We spent two days celebrating the new year at the grandparents house. Joker's mom taught me how to make kong pao chicken, and his dad and uncle taught me Chinese chess, caligraphy, and painting. We ate the best food I've eaten in China (which, in hindsight, is making me sick of Shanghai food) at a family gathering, getting toasted over and over again, and against our will downing shot after shot of baijiu, the Chinese hard preferred liquor. All we could hope was not to offend the Chinese people and get thrown out on our asses, so we got drunk instead. This wasnt just dinner either. Daily we ate two dinners in grand fashion, plus lunch. By noon every day I wouldn't be able to think straight.

And oh the fireworks! The night after our arrival was the new year! The year of the asian tiger opened with fireworks all over this apparently quiet, poor suburb. If this is what happens out here, I remember thinking, how do Beijing and Shanghai survive their own people on a yearly basis? Although the symphony in the sky mostly covered about half an hour straddling midnight, people shot off rolls of exploding crackers before every meal the next day, and fireworks around the city continued for well a week.

The third day of our arrival we packed into a car with Joker and his dad and headed back to Guiyang, where Joker's parents' house was. There were only two beds, so me, Brett, and Brenden played rocks paper scissors for the single bed. Of course Brenden beat us both, so while he lay in luxury for 4 or 5 days, me and Brett fought for comfort in a bed with short blankets, with a pillow wedged between us to preserve our hetero pride. On the bright side, my netbook, which I bought in Hong Kong, was picking up the wireless network around Joker's fine house all the time, so I was able to do my news searching and keep in contact with people back home.

It would take too long to recount all the glorious escapades of our time in Guiyang proper. Suffice to say, we partied quite a bit, and drank more baijiu under the gaze of Joker's family. We visited and old town full of cool market do-gadgets where I bought a wicked slingshot for 10 kuai, perhaps my single greatest purchase ever, and some other cool souvenirs and gifts for the friends and family I may never EVER see again! We went to the zoo and saw baby bears with boxing gloves and boxing shorts duke it out in entertaining fashion (under the watch of several referees). At the zoo you could pay 40 kuai to throw a live chicken into the siberian tiger pit. It was appalling but also fascinating to watch as a bird was unexpectedly thrown out, to see it land, the largest tiger rise from its resting place and come running, the chicken attempt to get off the ground and then...POW! Two huge paws smashing the chicken to the ground, then a mouth grabbing the chicken's neck from behind. As I walked past the tiger pit, the next chicken, small and looking very nervous, was isolated in the middle of the spectator area.

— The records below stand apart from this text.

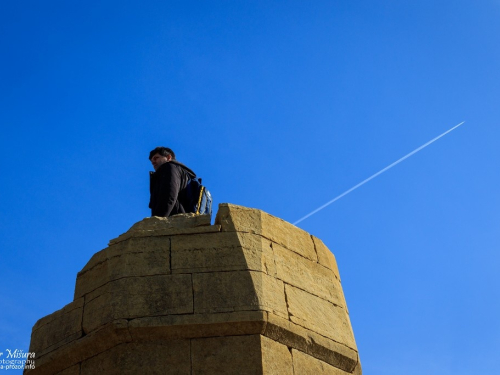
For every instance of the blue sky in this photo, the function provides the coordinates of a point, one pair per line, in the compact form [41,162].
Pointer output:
[281,106]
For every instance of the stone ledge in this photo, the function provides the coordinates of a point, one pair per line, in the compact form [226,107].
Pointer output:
[166,226]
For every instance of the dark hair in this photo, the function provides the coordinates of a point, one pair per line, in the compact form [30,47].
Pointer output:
[163,151]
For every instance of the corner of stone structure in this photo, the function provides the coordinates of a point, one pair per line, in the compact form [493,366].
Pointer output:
[251,293]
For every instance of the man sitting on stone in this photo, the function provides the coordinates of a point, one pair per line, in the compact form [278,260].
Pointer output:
[167,183]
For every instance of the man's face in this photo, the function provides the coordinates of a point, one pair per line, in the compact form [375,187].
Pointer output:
[158,160]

We also climbed a mountain and saw some of the most ugly-assed and feral monkeys in the world. A sign read "please don't beat the monkeys."

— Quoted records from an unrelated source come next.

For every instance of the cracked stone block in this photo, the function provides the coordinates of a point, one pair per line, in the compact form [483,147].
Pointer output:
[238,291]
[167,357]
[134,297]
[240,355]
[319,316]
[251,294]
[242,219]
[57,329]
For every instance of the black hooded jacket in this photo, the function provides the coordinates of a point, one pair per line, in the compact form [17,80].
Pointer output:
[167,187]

To make a long story short, we managed to find a train ride back home through Joker's "connections," though it appeared quite difficult at first as train rides back to Shanghai were booked through the following week, during which we would be missing classes. We considered plane tickets, but the price was incredible--1700 kuai, or about 250 dollars, one way back to Shanghai. When Joker pulled through with cheap tickets for us all on Saturday morning, enough time to get back to Shanghai on Sunday, we were all grateful. Of course, we partied that night, I drank way more than I should have, and we nearly lost Brett in Guiyang when we were departing the next morning, but all turned out alright in the end as drunken and lost Brett got a taxi to the train station and met us there.

Well, its Tuesday now, and I've been thrown back into the swing of classes and work. I'm late for a meeting now (at 10pm) and barely had time to write all this, but that's the news from this end. Hope all is well with my readers.